Il Presidente di Confindustria Bonomi è tornato a parlare di crescita della Lombardia e del Nord necessaria per trainare il Paese, Sud compreso. I fatti dicono che non è così. Il divario territoriale è cresciuto nei primi due decenni di questo secolo anche, se non soprattutto, a causa di politiche economiche che puntavano a ridurre gli effetti della grande crisi nel Settentrione, poco curandosi delle regioni più svantaggiate.

La Presidente del Consiglio Giorgia Meloni ha spiegato che gli incentivi alle imprese, quasi assenti nella manovra di fine anno, in realtà non sono stati trascurati: riemergono dalla revisione del Pnrr, che destina alle aziende più di dodici miliardi. Anche qui, tuttavia, c’è un ‘però’. Il Pnrr prevede una riserva del 40% di fondi da indirizzare al Mezzogiorno. La gran parte di tali risorse serve per opere infrastrutturali e implementazione di pubblici servizi. Il Governo ha tuttavia verificato che una parte consistente delle opere individuate originariamente non potevano essere eseguite rispettando la rigorosa scadenza fissata per il Piano di ripresa e resilienza: 2026. Di qui, e da altre considerazioni legate ai cambiamenti dello scenario internazionale, l’indifferibilità di una rimodulazione.

Tutto bene, ma c’è quel però. Se si destinano tanti soldi alle imprese, come verranno ripartiti i fondi? Se, ad esempio, l’80% delle risorse stralciate dalle opere pubbliche depennate riguardava interventi da effettuare nel Sud, siamo sicuri che l’80% dei fondi maggiorati per incentivare le imprese sarà allocato nel Meridione?

Alla luce dell’esperienza passata, è quasi impossibile, visto che le percentuali Nord e Sud, in questi casi, sono più o meno esattamente ribaltate: l’80% va al Centro-Nord, il residuo al Sud.

L’auspicio è che il Capo del Governo torni presto sull’argomento e ci spieghi che non è così, che la ripartizione rispetterà le percentuali di partenza, e che quindi nulla sarà tolto allo sventurato Meridione.

A renderci scettici sono proprio quelle rassicurazioni di Bonomi: state tranquilli, più date alla Lombardia, più briciole riceverete nella retroguardia del Paese.

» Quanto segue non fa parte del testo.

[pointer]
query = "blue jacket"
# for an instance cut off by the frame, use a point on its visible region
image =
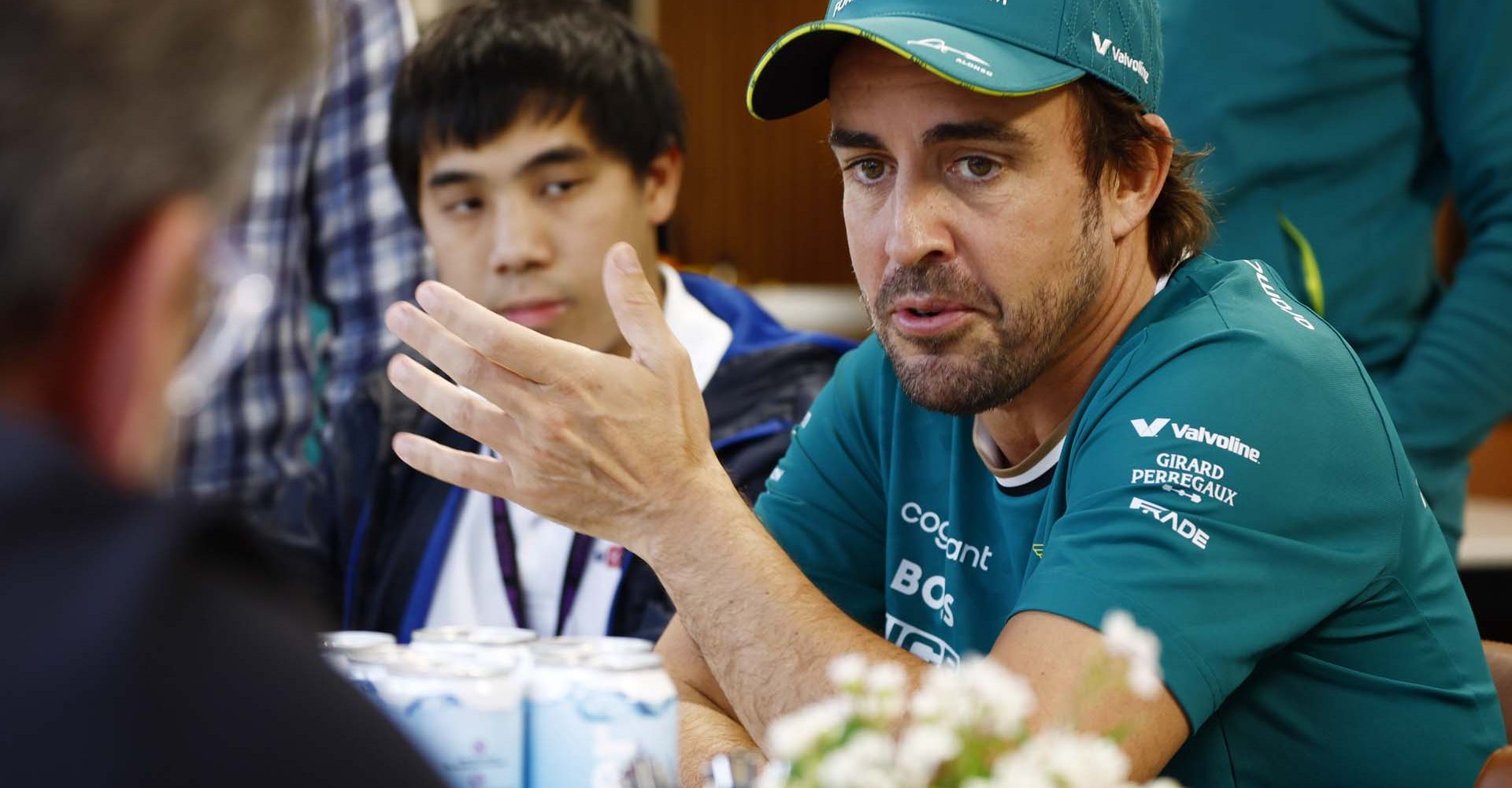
(383, 528)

Il problema, evidentemente non compreso da ampi strati della classe dirigente, è che il rilancio del Sud è d’obbligo, se si vuole consentire all’Italia di recuperare terreno, ritornando ad avere un sistema competitivo, allontanando dunque i rischi di un declino irreversibile. Gli effetti della politica economica del primo ventennio, riassumibile nello slogan “Prima il Nord”, sono stati proprio questi: l’Italia è cresciuta molto meno della media europea.